Optimizing Join Operations¶
A key aspect of query optimization in Virtual DataPort is choosing the most suitable method for join operations. Virtual DataPort will select a join method based on internal cost data. However, you can force a specific join method that you consider is most appropriate.
An execution strategy for a join consists of two elements: the method used to implement the join operation and the order in which the join input views are considered. Virtual DataPort supports the following execution methods:
- Merge join: see section Merge Join
- Nested join: see section Nested Join
- Nested parallel join: see section Nested Parallel Join
- Hash join: see section Hash Join
If a query or a view forces the use of this strategy in a scenario where it is not applicable, the Server will return an error message.

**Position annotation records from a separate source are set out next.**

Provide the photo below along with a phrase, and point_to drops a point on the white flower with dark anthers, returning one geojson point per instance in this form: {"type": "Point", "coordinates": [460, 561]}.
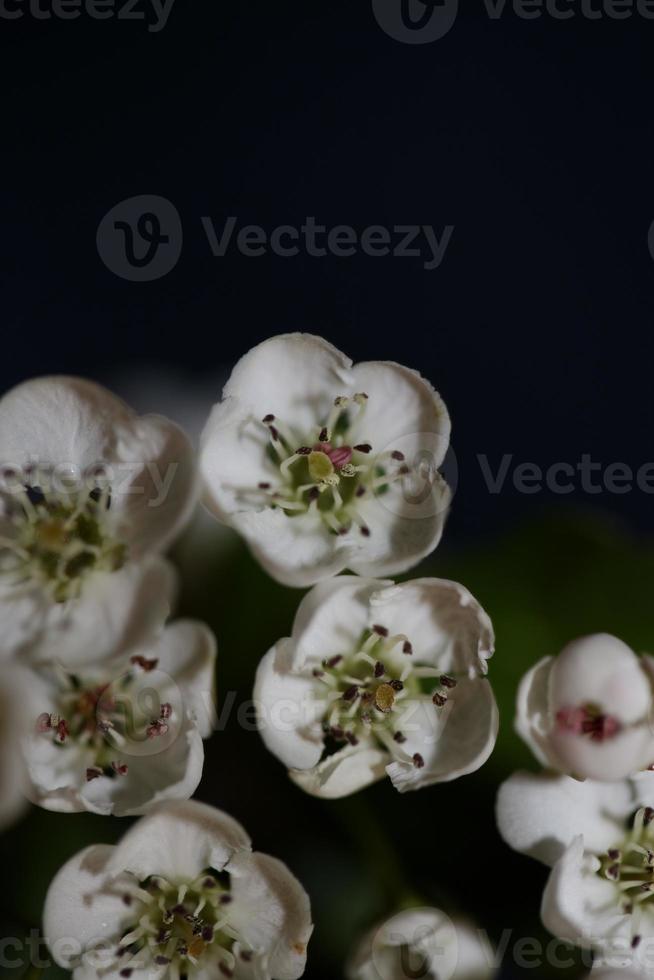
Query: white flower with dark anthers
{"type": "Point", "coordinates": [120, 737]}
{"type": "Point", "coordinates": [600, 893]}
{"type": "Point", "coordinates": [322, 465]}
{"type": "Point", "coordinates": [422, 943]}
{"type": "Point", "coordinates": [90, 494]}
{"type": "Point", "coordinates": [377, 678]}
{"type": "Point", "coordinates": [181, 895]}
{"type": "Point", "coordinates": [588, 711]}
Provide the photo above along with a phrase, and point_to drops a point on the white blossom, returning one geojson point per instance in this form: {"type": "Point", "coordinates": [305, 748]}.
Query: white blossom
{"type": "Point", "coordinates": [322, 465]}
{"type": "Point", "coordinates": [90, 495]}
{"type": "Point", "coordinates": [600, 893]}
{"type": "Point", "coordinates": [588, 711]}
{"type": "Point", "coordinates": [182, 894]}
{"type": "Point", "coordinates": [378, 678]}
{"type": "Point", "coordinates": [425, 943]}
{"type": "Point", "coordinates": [121, 736]}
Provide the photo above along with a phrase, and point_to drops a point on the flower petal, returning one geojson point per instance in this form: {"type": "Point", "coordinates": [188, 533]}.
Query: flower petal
{"type": "Point", "coordinates": [346, 772]}
{"type": "Point", "coordinates": [179, 840]}
{"type": "Point", "coordinates": [451, 741]}
{"type": "Point", "coordinates": [271, 912]}
{"type": "Point", "coordinates": [78, 911]}
{"type": "Point", "coordinates": [540, 815]}
{"type": "Point", "coordinates": [288, 713]}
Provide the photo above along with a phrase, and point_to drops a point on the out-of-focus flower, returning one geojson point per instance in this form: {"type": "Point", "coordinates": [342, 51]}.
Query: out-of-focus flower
{"type": "Point", "coordinates": [119, 738]}
{"type": "Point", "coordinates": [322, 465]}
{"type": "Point", "coordinates": [422, 943]}
{"type": "Point", "coordinates": [588, 712]}
{"type": "Point", "coordinates": [380, 678]}
{"type": "Point", "coordinates": [600, 893]}
{"type": "Point", "coordinates": [182, 894]}
{"type": "Point", "coordinates": [14, 689]}
{"type": "Point", "coordinates": [90, 495]}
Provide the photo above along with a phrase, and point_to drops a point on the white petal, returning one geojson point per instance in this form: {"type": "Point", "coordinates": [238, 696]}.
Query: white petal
{"type": "Point", "coordinates": [297, 551]}
{"type": "Point", "coordinates": [404, 529]}
{"type": "Point", "coordinates": [172, 774]}
{"type": "Point", "coordinates": [445, 624]}
{"type": "Point", "coordinates": [186, 652]}
{"type": "Point", "coordinates": [540, 815]}
{"type": "Point", "coordinates": [346, 772]}
{"type": "Point", "coordinates": [288, 714]}
{"type": "Point", "coordinates": [452, 741]}
{"type": "Point", "coordinates": [271, 912]}
{"type": "Point", "coordinates": [533, 717]}
{"type": "Point", "coordinates": [179, 839]}
{"type": "Point", "coordinates": [601, 670]}
{"type": "Point", "coordinates": [331, 618]}
{"type": "Point", "coordinates": [63, 421]}
{"type": "Point", "coordinates": [579, 905]}
{"type": "Point", "coordinates": [113, 615]}
{"type": "Point", "coordinates": [78, 911]}
{"type": "Point", "coordinates": [158, 498]}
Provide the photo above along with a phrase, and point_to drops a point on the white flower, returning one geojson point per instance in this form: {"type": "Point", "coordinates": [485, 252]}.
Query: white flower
{"type": "Point", "coordinates": [380, 678]}
{"type": "Point", "coordinates": [119, 737]}
{"type": "Point", "coordinates": [90, 495]}
{"type": "Point", "coordinates": [588, 712]}
{"type": "Point", "coordinates": [422, 943]}
{"type": "Point", "coordinates": [14, 689]}
{"type": "Point", "coordinates": [600, 893]}
{"type": "Point", "coordinates": [322, 465]}
{"type": "Point", "coordinates": [182, 894]}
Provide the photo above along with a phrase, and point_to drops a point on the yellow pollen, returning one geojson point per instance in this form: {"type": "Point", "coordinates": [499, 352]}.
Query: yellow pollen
{"type": "Point", "coordinates": [384, 697]}
{"type": "Point", "coordinates": [320, 466]}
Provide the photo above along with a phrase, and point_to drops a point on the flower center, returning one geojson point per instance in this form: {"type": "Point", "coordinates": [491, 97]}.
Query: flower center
{"type": "Point", "coordinates": [590, 720]}
{"type": "Point", "coordinates": [329, 471]}
{"type": "Point", "coordinates": [366, 692]}
{"type": "Point", "coordinates": [101, 719]}
{"type": "Point", "coordinates": [631, 867]}
{"type": "Point", "coordinates": [180, 926]}
{"type": "Point", "coordinates": [59, 538]}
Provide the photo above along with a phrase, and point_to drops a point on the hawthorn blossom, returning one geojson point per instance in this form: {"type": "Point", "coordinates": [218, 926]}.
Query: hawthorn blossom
{"type": "Point", "coordinates": [181, 895]}
{"type": "Point", "coordinates": [588, 712]}
{"type": "Point", "coordinates": [380, 678]}
{"type": "Point", "coordinates": [600, 893]}
{"type": "Point", "coordinates": [14, 688]}
{"type": "Point", "coordinates": [422, 943]}
{"type": "Point", "coordinates": [321, 465]}
{"type": "Point", "coordinates": [119, 737]}
{"type": "Point", "coordinates": [90, 495]}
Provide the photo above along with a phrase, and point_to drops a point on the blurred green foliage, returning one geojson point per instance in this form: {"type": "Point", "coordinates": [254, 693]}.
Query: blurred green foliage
{"type": "Point", "coordinates": [567, 575]}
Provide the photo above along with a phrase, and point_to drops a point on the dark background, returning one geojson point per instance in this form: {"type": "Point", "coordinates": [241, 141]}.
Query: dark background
{"type": "Point", "coordinates": [534, 139]}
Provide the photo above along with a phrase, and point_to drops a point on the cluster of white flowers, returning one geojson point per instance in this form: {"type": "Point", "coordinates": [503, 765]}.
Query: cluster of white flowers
{"type": "Point", "coordinates": [321, 466]}
{"type": "Point", "coordinates": [587, 716]}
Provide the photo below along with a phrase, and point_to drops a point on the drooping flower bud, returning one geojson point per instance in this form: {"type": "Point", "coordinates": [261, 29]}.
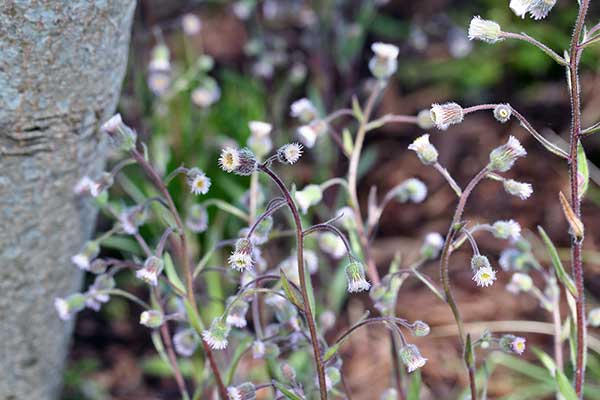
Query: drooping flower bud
{"type": "Point", "coordinates": [426, 152]}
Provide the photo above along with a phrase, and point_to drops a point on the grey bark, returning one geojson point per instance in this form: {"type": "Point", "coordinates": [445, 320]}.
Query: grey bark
{"type": "Point", "coordinates": [61, 68]}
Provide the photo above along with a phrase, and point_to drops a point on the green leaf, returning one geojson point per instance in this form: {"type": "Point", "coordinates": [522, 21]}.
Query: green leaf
{"type": "Point", "coordinates": [558, 267]}
{"type": "Point", "coordinates": [172, 273]}
{"type": "Point", "coordinates": [583, 171]}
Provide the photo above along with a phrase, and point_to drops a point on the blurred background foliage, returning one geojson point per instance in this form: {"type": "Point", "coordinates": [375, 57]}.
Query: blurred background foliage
{"type": "Point", "coordinates": [264, 54]}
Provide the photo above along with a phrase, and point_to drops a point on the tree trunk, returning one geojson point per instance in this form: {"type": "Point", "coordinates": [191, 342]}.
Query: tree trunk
{"type": "Point", "coordinates": [61, 68]}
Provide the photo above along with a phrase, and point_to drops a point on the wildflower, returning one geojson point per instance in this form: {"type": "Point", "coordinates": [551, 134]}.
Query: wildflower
{"type": "Point", "coordinates": [131, 218]}
{"type": "Point", "coordinates": [332, 244]}
{"type": "Point", "coordinates": [289, 153]}
{"type": "Point", "coordinates": [191, 24]}
{"type": "Point", "coordinates": [216, 336]}
{"type": "Point", "coordinates": [426, 152]}
{"type": "Point", "coordinates": [484, 30]}
{"type": "Point", "coordinates": [502, 158]}
{"type": "Point", "coordinates": [503, 112]}
{"type": "Point", "coordinates": [198, 182]}
{"type": "Point", "coordinates": [385, 62]}
{"type": "Point", "coordinates": [594, 317]}
{"type": "Point", "coordinates": [507, 230]}
{"type": "Point", "coordinates": [245, 391]}
{"type": "Point", "coordinates": [84, 258]}
{"type": "Point", "coordinates": [411, 357]}
{"type": "Point", "coordinates": [241, 257]}
{"type": "Point", "coordinates": [87, 186]}
{"type": "Point", "coordinates": [122, 136]}
{"type": "Point", "coordinates": [309, 134]}
{"type": "Point", "coordinates": [519, 189]}
{"type": "Point", "coordinates": [512, 344]}
{"type": "Point", "coordinates": [240, 162]}
{"type": "Point", "coordinates": [420, 328]}
{"type": "Point", "coordinates": [185, 342]}
{"type": "Point", "coordinates": [484, 276]}
{"type": "Point", "coordinates": [67, 307]}
{"type": "Point", "coordinates": [412, 190]}
{"type": "Point", "coordinates": [444, 115]}
{"type": "Point", "coordinates": [197, 218]}
{"type": "Point", "coordinates": [355, 275]}
{"type": "Point", "coordinates": [206, 94]}
{"type": "Point", "coordinates": [309, 196]}
{"type": "Point", "coordinates": [152, 318]}
{"type": "Point", "coordinates": [519, 283]}
{"type": "Point", "coordinates": [432, 245]}
{"type": "Point", "coordinates": [153, 266]}
{"type": "Point", "coordinates": [237, 313]}
{"type": "Point", "coordinates": [304, 110]}
{"type": "Point", "coordinates": [258, 349]}
{"type": "Point", "coordinates": [424, 120]}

The merge method is very often the fastest way and with the lowest memory footprint of joining two views that are sorted by the fields of the join condition.
When the execution engine executes a merge join, it reads a row from each input view and evaluates the join condition. If the condition is met, the join returns the row. Otherwise, the row with the smaller value for the fields of the join condition is discarded because, as both views are sorted, the discarded row will not match any of the next rows of the other view.
The execution engine repeats this process until all the rows of one of the tables have been processed. Even if the other view still has rows, there is no need to process them because they will not match with any other row.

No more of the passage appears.